>> >> Another thing that I was thinking of is what happens if you have a
>> >> huge gart and allocate a lot of coherent memory. Could that
>> >> potentially exhaust IOMMU resources?
>> >
>> > <scratches his head>
>> >
>> > So the GART is in the PCI space in one of the BARs of the device right?
>> > (We are talking about the discrete card GART, not the poor man AMD IOMMU?)
>> > The PCI space is under the 4GB, so it would be considered coherent by
>> > definition.
>> GART is not a PCI BAR; it's just a remapper for system pages.  On
>> radeon GPUs at least there is a memory controller with 3 programmable
>> apertures: vram, internal gart, and agp gart.  You can map these
> To access it, ie, to program it, you would need to access the PCIe card
> MMIO regions, right? So that would be considered in PCI BAR space?

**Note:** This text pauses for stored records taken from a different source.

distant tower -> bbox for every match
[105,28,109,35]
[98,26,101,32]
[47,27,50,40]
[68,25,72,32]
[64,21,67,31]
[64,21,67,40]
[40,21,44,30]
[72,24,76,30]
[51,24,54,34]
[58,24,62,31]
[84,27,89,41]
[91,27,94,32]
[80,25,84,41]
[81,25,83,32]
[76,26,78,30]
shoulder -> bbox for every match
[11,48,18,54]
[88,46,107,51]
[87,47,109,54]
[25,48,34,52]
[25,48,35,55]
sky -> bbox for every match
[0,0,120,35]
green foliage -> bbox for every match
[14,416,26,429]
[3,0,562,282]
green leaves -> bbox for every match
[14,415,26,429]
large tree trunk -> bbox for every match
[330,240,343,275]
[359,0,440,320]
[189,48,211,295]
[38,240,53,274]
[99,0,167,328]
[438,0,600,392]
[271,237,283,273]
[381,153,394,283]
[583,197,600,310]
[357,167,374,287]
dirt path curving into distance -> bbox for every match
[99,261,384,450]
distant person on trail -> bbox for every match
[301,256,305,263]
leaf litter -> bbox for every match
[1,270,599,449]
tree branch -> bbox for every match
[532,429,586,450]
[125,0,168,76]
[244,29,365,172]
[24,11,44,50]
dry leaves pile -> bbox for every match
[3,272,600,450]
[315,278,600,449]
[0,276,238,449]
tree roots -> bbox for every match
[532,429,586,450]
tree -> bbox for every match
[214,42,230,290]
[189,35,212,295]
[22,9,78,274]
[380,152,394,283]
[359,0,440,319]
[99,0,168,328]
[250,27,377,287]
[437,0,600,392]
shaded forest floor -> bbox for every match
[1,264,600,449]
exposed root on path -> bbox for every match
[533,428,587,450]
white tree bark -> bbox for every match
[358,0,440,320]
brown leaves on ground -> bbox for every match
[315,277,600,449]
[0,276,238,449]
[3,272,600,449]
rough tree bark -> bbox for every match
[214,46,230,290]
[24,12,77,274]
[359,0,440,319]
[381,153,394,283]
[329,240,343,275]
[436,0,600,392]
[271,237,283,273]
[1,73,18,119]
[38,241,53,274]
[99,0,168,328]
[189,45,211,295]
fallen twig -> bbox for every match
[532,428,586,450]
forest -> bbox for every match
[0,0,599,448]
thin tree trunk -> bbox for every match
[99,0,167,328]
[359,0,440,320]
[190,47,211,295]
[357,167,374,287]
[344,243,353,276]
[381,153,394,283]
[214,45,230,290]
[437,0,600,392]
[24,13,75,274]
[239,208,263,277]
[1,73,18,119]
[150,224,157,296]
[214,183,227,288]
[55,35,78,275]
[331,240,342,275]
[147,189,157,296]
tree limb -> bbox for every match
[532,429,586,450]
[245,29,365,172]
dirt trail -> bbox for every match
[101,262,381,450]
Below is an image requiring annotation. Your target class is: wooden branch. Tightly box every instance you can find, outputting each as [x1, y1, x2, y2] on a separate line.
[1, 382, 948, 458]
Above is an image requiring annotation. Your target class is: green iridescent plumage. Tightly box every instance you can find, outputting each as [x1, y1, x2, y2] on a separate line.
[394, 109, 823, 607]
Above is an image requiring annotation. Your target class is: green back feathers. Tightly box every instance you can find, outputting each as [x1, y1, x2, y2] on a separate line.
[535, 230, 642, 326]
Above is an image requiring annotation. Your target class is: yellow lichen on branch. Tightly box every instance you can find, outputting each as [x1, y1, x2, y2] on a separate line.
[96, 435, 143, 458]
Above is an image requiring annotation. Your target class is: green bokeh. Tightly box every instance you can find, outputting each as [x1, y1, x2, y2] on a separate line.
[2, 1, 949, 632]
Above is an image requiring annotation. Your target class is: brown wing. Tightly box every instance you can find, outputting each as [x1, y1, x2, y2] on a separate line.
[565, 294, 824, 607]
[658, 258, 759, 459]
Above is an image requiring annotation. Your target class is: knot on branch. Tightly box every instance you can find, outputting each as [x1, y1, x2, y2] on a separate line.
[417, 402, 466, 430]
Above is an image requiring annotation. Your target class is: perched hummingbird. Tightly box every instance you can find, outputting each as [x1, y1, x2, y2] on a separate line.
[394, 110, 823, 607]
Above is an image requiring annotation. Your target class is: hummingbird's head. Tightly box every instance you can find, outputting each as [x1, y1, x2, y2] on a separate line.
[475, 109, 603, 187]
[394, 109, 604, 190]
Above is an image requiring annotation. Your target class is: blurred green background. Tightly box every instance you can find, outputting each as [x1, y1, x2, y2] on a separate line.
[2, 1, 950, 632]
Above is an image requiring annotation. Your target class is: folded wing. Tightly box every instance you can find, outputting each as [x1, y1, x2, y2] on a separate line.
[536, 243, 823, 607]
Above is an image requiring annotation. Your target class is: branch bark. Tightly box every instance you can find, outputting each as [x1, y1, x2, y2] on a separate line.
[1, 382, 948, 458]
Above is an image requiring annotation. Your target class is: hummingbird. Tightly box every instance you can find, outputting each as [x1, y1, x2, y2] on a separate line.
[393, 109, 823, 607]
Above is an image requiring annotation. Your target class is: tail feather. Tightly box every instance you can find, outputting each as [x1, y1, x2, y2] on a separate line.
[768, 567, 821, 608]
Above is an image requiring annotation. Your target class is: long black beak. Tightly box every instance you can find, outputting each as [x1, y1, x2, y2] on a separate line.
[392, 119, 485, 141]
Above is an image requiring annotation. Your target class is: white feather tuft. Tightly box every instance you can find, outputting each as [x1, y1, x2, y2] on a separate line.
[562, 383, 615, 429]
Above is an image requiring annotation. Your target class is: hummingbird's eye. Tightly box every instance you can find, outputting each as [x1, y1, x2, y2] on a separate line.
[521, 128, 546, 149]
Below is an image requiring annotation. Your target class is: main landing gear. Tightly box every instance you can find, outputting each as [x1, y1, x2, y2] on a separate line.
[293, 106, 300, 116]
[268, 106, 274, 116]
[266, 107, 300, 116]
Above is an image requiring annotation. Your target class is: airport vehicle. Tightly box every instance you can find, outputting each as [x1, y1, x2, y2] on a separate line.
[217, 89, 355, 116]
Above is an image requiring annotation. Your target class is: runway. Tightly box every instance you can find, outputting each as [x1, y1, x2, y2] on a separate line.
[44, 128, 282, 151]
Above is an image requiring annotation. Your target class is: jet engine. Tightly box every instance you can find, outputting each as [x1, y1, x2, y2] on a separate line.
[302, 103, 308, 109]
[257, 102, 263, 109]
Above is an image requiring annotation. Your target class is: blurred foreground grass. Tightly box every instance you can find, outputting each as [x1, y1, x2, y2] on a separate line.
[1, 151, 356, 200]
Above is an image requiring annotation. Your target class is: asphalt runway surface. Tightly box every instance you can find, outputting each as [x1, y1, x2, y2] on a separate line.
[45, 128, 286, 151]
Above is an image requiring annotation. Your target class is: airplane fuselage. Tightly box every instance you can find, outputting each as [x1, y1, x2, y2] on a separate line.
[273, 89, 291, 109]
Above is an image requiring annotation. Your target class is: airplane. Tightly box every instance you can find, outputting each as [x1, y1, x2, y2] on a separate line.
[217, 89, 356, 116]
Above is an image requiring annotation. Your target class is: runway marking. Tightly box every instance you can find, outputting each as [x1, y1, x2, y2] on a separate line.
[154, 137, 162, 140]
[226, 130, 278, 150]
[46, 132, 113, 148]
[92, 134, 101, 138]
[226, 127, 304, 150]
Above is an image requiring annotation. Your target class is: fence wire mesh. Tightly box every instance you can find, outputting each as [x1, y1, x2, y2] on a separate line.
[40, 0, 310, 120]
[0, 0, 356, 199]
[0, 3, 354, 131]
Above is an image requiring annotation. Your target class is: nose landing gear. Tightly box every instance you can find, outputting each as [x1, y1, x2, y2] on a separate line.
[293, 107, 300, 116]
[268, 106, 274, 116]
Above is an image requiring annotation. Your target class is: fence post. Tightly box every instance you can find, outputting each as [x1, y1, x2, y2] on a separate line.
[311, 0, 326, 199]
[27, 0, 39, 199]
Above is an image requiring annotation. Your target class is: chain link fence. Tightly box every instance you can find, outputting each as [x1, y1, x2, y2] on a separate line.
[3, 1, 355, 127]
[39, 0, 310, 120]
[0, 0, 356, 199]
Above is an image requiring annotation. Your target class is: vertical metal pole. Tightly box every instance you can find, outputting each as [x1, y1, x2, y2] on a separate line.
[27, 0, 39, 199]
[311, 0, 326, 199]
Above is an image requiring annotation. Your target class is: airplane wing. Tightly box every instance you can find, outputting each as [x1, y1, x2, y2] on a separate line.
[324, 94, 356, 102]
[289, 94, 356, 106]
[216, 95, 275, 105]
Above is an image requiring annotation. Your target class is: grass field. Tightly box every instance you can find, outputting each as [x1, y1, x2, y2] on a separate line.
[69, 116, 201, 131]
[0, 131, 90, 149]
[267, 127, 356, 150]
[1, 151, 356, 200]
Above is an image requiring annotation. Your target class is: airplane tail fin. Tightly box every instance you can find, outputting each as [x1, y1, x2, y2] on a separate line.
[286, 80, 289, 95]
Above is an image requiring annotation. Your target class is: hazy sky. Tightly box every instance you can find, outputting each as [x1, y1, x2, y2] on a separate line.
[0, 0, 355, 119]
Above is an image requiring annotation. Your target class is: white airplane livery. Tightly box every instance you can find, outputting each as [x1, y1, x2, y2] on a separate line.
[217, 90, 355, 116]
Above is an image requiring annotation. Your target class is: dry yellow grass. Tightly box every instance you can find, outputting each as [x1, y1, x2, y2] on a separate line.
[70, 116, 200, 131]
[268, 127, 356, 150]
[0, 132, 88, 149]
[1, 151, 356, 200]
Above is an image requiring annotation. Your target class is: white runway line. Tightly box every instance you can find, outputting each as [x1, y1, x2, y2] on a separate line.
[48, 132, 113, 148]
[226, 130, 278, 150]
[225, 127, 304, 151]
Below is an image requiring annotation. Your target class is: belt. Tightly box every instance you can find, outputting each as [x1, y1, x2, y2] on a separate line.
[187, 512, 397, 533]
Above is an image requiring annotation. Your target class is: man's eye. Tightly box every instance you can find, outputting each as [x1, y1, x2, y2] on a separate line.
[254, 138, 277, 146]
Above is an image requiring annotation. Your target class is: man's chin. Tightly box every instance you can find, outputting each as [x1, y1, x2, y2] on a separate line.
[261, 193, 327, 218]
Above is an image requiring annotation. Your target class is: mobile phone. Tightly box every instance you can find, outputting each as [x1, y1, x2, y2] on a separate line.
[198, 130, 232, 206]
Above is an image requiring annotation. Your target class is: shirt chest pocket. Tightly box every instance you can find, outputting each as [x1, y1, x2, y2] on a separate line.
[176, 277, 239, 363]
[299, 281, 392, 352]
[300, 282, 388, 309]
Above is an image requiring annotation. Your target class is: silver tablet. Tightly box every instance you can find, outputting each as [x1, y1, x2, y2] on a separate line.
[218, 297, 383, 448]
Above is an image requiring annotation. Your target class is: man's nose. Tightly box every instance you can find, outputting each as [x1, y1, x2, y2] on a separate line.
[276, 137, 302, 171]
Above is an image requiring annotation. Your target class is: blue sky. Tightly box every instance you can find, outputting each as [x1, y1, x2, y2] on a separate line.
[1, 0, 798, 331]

yes, you need access to the mmio aperture to configure the gpu.  I was
thinking you mean something akin the the framebuffer BAR only for gart
space which is not the case.

>> resources whereever you want in the GPU's address space and then the
>> memory controller takes care of the translation to off-board resources
>> like gart pages.  On chip memory clients (display controllers, texture
>> blocks, render blocks, etc.) write to internal GPU addresses.  The GPU
>> has it's own direct connection to vram, so that's not an issue.  For
>> AGP, the GPU specifies aperture base and size, and you point it to the
>> bus address of gart aperture provided by the northbridge's AGP
>> controller.  For internal gart, the GPU has a page table stored in
> I think we are just talking about the GART on the GPU, not the old AGP

Ok.  I just mentioned it for completeness.

>> either vram or uncached system memory depending on the asic.  It
>> provides a contiguous linear aperture to GPU clients and the memory
>> controller translates the transactions to the backing pages via the
>> pagetable.
> So I think I misunderstood what is meant by 'huge gart'. That sounds
> like linear address space provided by GPU. And hooking up a lot of coherent
> memory (so System RAM) to that linear address space would be no different that what
> is currently being done. When you allocate memory using page_alloc(GFP_DMA32)
> and hook up that memory to the linear space you exhaust the same amount of
> ZONE_DMA32 memory as if you were to use the PCI API. It comes from the same
> pool, except that doing it from the PCI API gets you the bus address right
> away.

In this case GPU clients refers to the hw blocks on the GPU; they are
the ones that see the contiguous linear aperture.  From the
application's perspective, gart memory looks like any other pages.